Okay, I admit it.  I had to start a new project, even though I have many in various stages of completion.  But it’s not as bad as it sounds.  I’m using only scraps of previously purchased fabric.  I’m not buying a single piece of new fabric for this project.  I’m calling it “Crazy Pinks” because it’s a crazy quilt design using up my pink scraps.  

I saw a Crazy Quilt top that a friend posted on Facebook in red, white, and blues.  I have wanted to do a Crazy Quilt for a long time and this friend’s project was the encouragement I needed.  I had a tiny box of scraps left over from a pink and cranberry BOM twin quilt I completed last year for my mom (Project 37).  The scraps were so beautiful that I couldn’t dispose of them even though they were tiny.  This looked like the perfect project for these scraps.



I did a quick Internet search on foundation block patterns for Crazy Quilts.  After doing a bit of reading and reconsidering, I decided to skip the foundation block patterns and just wing it.  

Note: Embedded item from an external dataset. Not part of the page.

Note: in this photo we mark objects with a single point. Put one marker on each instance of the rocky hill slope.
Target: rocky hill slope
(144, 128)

I don’t think early crazy quilters used patterns.  Many of them used the Sears Roebuck Catalog as the foundation paper for their blocks.  I used embroidery stabilizer to support the blocks (instead of catalog pages) and just started by placing a small “pretty” piece of fabric in the middle of a 9 ½ inch square of stabilizer.  Then I just picked through my scraps and continued to grow the block by adding scraps around the outer edges of the center pieces.  It took about four hours on Sunday evening to complete six blocks but I was pleased with the results.  

I returned home from work today (Monday) and decided to continue the project.  I did two more blocks and then connected them with a deep beige sashing that I had in my scrap collection.  I tried the piece out on the bottom of my mom’s twin bed and it looks great as a bed runner to keep your feet warm on a cool evening.

I’m going to go through my fabric stash tomorrow evening to look for a burgundy or wine piece to make a two inch border and then back and bind it with the same deep cream I used for the sashings.  

And wonder of wonders, I actually threw the teeny tiny scraps left from this project into the rubbish bin!  I NEVER put fabric in a rubbish bin.  It was a truly freeing experience (but they were very, very, very tiny pieces!) However, guess where mom and I are going tomorrow!! - To the FABRIC STORE! I figure I've emptied a couple of yards out of my stash, so I deserve to refill it. We do that with our gasoline tanks don't we?